问题
Is there a (non destructive) way to list all the element in a buffered channel?
The only thing I can think about is to cycle all of them, reinserting them at the end. This doesn't seem the smartest approach.
Link to playground
c := make(chan int, 100)
c <- 111
c <- 222
for i:=0;i<2;i++ {
element := <- c
fmt.Println(element)
c <- element
}
fmt.Println(len(c))
回答1:
This thread from 2011 offered some wrapper around a channel in order to enable a Peek() function, but that was more a workaround than anything else.
type PeekChanInt struct {
in <-chan int
out chan int
}
The general conclusion was:
A synchronous channel has no head (it's like a zero-length slice)
You can't do that because
- a) it gets put back at the tail of the queue rather than the end and
- b) a writer may have got there first, so the put may block.

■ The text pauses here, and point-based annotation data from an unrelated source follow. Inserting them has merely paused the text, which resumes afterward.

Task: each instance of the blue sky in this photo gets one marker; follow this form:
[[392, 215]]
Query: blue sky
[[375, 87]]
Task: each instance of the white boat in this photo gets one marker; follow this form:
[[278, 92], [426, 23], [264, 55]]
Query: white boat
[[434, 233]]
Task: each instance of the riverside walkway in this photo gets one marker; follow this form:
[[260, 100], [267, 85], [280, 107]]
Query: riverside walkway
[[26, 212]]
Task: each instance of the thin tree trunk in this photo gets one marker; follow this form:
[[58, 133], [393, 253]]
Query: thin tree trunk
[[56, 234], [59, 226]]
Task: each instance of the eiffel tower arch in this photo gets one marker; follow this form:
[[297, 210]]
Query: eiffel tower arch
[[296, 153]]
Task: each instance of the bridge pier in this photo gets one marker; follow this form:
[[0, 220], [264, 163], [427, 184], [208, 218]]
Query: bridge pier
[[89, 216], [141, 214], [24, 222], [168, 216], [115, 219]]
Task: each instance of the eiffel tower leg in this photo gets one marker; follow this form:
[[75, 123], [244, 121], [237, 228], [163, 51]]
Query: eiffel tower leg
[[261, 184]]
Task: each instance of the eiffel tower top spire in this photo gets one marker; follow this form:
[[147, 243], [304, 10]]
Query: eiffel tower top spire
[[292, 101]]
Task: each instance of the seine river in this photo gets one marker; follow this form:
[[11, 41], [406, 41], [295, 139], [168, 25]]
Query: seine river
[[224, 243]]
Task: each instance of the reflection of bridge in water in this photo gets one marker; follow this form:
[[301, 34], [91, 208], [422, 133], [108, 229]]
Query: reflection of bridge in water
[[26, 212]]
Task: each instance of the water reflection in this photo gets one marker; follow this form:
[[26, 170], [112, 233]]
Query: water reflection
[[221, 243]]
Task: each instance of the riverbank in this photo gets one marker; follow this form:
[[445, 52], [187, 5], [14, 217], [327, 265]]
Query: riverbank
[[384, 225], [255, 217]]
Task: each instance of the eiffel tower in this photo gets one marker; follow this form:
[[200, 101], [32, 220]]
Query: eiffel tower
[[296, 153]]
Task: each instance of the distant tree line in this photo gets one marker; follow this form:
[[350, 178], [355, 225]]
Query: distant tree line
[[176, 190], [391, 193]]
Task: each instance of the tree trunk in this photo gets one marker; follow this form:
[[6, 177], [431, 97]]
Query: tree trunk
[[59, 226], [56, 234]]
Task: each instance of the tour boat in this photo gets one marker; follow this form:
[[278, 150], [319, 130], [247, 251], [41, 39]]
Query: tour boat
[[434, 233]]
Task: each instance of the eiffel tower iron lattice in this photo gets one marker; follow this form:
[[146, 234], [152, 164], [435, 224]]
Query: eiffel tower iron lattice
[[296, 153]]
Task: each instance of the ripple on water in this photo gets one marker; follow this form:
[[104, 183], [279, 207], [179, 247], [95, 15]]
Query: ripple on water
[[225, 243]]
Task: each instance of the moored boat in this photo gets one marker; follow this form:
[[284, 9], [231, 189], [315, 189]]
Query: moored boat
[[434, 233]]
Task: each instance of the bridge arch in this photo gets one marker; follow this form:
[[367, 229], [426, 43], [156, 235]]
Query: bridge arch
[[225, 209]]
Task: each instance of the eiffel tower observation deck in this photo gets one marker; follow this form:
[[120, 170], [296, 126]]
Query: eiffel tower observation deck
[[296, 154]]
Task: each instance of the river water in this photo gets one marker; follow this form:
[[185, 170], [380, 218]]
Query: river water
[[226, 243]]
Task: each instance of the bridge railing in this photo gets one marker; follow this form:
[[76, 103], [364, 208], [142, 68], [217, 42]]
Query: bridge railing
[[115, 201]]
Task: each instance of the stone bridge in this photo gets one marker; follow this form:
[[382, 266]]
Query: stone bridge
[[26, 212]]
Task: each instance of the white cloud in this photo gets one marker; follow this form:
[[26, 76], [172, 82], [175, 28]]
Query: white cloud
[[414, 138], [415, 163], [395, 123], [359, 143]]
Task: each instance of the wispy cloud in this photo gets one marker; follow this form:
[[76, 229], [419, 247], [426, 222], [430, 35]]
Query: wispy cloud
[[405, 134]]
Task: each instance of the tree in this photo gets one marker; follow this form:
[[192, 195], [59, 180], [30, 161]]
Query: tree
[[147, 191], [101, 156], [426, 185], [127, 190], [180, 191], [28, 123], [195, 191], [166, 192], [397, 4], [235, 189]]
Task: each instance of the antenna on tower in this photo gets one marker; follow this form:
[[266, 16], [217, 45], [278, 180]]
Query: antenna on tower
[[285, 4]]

I have wanted a feature like this in the past. It can make sense when there is only one consumer of the channel (I wanted it to peek at the first mouse event to do hit testing before deciding whether to consume it)
You can simulate it with a process acting as intermediary, but you'd have to do it for each channel type or lose type safety.
Remember there is no buffering, so if you peek at a value, you'd have to get the value from the other side, which would be equivalent to reading it - but that's wrong because peeking should have no side effects.
回答2:
No you can't, you can write your own blocking queue based on a list if you want to do that.
回答3:
You can't really. What you have is the only way, but don't do that if there's any concurrent access to the chan (and then why are you using a chan?).
Items could be inserted or removed after you check len, and during your for loop.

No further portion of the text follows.